By Dominic Ponsford
Bosses on the Today Programme have apologised to the Daily Mail
after a report in which presenter Ed Stourton singled it out for
criticism.
The Radio Four flagship current affairs programme was the subject of
a complaint by the tabloid after a report on a doctor who left money in
his will to pay for window cleaning at the hospital in which he died.
In an interview with Stourton, the man’s widow said her husband had acted out of a sense of gratitude to the NHS.
Stourton
said this contrasted with the impression given in some newspapers, and singled out the Daily Mail.
According
to the BBC complaints report, Stourton then misquoted the paper’s
headline in a way which “wilfully and callously” misinterpreted a dying
man’s last wishes.
The Daily Mail’s front page story, published
in August, was headlined: “To the shame of the NHS, mourners will pay
to wash off seven years’ grime and let the sunshine into cancer ward.”
But Stourton misquoted the headline as “To shame the NHS.”
The report said: “This had given an unfair and damaging impression of the Daily Mail.”

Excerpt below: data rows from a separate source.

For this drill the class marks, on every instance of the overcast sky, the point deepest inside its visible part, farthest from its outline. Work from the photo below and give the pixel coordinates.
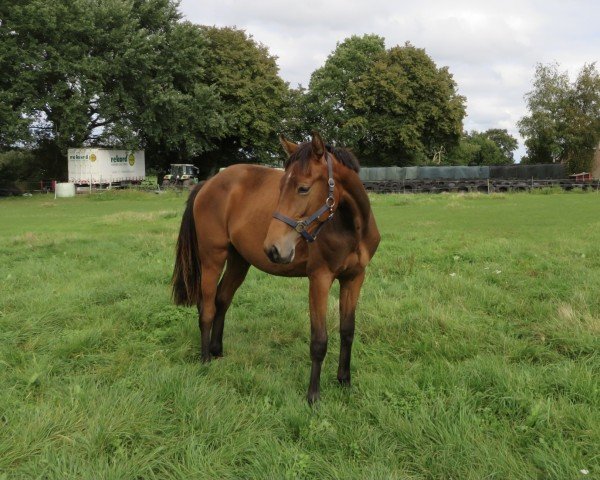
(491, 47)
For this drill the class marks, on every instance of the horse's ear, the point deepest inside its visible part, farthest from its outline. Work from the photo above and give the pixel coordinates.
(318, 146)
(289, 147)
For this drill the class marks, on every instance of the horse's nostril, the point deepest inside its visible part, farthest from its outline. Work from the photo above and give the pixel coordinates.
(273, 254)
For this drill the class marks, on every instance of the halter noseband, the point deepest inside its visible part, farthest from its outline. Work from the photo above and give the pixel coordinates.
(301, 226)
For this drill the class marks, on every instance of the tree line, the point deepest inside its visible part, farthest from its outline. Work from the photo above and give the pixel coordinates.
(133, 74)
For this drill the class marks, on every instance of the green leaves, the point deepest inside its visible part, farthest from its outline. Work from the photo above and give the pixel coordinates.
(393, 107)
(563, 124)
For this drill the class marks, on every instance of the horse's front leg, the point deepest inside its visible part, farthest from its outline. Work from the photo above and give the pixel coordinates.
(349, 292)
(320, 283)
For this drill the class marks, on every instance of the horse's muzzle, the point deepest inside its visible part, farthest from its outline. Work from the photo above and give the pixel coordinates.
(275, 255)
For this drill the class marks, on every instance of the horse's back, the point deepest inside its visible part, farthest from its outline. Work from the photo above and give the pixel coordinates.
(234, 208)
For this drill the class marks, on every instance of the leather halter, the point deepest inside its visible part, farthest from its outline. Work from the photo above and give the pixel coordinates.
(301, 226)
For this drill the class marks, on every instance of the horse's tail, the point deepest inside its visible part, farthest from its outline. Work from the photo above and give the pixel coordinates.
(186, 273)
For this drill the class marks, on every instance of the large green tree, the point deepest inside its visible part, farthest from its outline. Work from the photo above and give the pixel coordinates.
(105, 72)
(326, 103)
(392, 107)
(254, 99)
(563, 124)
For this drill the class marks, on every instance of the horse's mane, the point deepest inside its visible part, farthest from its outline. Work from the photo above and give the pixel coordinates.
(304, 151)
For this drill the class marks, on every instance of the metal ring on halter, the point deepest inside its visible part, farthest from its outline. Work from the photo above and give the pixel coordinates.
(300, 226)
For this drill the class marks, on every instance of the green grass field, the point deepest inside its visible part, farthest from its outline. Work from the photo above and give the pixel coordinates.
(476, 354)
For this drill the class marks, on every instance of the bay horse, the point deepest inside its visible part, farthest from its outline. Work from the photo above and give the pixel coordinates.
(311, 220)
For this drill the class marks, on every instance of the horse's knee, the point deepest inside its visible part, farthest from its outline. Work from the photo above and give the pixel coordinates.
(347, 335)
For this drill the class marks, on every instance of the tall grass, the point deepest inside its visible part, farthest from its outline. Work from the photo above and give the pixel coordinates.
(476, 354)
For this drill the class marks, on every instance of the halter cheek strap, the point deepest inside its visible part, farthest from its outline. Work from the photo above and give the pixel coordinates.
(301, 226)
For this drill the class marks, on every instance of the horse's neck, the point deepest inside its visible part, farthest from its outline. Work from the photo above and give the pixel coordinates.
(355, 200)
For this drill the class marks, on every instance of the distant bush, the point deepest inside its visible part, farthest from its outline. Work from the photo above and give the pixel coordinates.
(19, 165)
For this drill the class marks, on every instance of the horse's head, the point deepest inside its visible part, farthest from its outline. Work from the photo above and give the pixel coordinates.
(307, 198)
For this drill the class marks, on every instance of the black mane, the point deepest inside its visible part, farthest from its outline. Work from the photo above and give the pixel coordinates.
(304, 151)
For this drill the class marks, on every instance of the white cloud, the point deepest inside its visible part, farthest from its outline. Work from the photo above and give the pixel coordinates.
(490, 47)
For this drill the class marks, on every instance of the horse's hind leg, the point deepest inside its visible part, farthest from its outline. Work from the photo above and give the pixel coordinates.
(349, 292)
(235, 273)
(212, 266)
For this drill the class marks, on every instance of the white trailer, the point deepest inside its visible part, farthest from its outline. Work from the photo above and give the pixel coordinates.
(104, 167)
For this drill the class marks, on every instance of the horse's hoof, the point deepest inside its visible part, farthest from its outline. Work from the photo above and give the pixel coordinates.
(205, 358)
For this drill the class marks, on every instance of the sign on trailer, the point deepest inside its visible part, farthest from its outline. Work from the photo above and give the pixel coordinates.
(99, 166)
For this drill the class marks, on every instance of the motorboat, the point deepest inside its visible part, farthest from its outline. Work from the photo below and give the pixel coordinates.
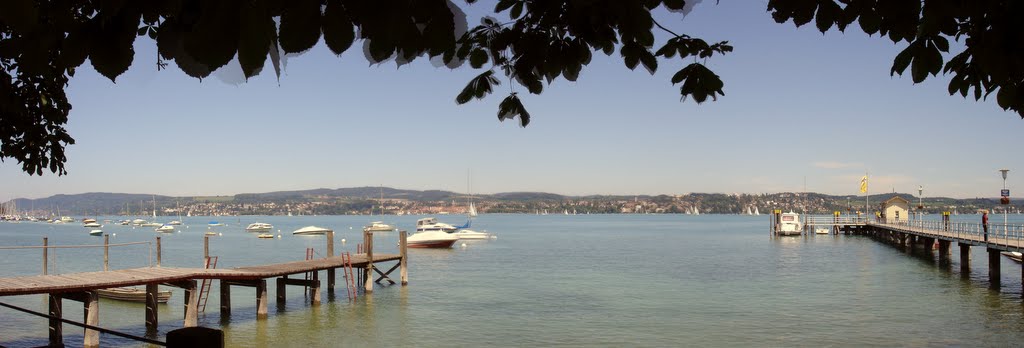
(472, 234)
(378, 226)
(431, 238)
(431, 224)
(311, 230)
(259, 227)
(131, 294)
(788, 223)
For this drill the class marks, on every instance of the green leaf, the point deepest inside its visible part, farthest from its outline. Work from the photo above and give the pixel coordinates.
(300, 26)
(511, 107)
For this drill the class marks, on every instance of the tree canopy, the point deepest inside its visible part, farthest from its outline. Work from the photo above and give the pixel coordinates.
(536, 43)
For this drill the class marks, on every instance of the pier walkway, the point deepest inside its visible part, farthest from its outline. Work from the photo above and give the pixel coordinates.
(197, 283)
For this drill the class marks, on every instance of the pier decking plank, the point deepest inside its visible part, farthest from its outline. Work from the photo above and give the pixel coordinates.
(138, 276)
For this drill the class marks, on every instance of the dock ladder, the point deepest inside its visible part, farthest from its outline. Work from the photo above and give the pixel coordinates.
(204, 292)
(350, 289)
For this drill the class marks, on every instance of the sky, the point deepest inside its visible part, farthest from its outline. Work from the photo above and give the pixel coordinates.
(802, 112)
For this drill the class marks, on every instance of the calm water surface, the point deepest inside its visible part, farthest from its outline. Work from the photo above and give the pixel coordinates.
(562, 280)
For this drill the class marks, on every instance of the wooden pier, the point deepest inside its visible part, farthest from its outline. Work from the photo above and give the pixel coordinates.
(940, 235)
(82, 287)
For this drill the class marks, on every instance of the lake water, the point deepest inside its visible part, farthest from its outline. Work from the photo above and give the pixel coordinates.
(583, 280)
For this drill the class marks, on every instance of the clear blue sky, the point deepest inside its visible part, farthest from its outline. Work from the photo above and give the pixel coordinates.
(799, 106)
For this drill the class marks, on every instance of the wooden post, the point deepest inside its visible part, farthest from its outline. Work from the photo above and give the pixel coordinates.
(261, 311)
(192, 305)
(45, 256)
(107, 253)
(330, 271)
(151, 305)
(225, 299)
(158, 252)
(56, 327)
(965, 259)
(403, 250)
(91, 318)
(314, 288)
(282, 283)
(369, 271)
(994, 274)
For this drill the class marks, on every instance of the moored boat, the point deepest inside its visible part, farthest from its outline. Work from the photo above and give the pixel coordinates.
(259, 227)
(311, 230)
(131, 294)
(431, 238)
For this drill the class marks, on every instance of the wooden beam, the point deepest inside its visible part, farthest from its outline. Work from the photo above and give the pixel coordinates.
(55, 325)
(403, 251)
(151, 305)
(92, 318)
(261, 297)
(225, 299)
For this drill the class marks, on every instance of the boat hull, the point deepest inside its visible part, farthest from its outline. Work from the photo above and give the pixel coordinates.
(432, 244)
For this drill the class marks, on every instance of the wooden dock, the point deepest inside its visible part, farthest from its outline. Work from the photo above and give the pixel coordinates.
(82, 287)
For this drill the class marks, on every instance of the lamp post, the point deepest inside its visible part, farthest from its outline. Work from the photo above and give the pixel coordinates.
(1005, 200)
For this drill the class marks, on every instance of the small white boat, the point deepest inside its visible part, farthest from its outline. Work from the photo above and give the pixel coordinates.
(431, 238)
(472, 234)
(378, 226)
(311, 230)
(788, 223)
(259, 227)
(1016, 256)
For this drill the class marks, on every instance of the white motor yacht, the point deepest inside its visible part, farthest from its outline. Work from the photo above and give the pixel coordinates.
(311, 230)
(472, 234)
(378, 226)
(259, 227)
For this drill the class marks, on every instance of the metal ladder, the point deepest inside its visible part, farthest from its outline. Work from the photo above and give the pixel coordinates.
(350, 289)
(204, 292)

Although programme makers apologised directly to the Mail they declined to broadcast a correction.
The
BBC Editorial Complaints Unit concluded that no broadcast apology was
needed because the Today broadcast was “not so different from the
reality as to warrant a broadcast correction.”
The doctor’s widow
said her husband had wanted other patients in the hospital to enjoy
similar views from the wards that had comforted her husband during his
illness.
The bequest was to ensure that the windows by the hospital would always be cleaned to benefit fellow cancer sufferers.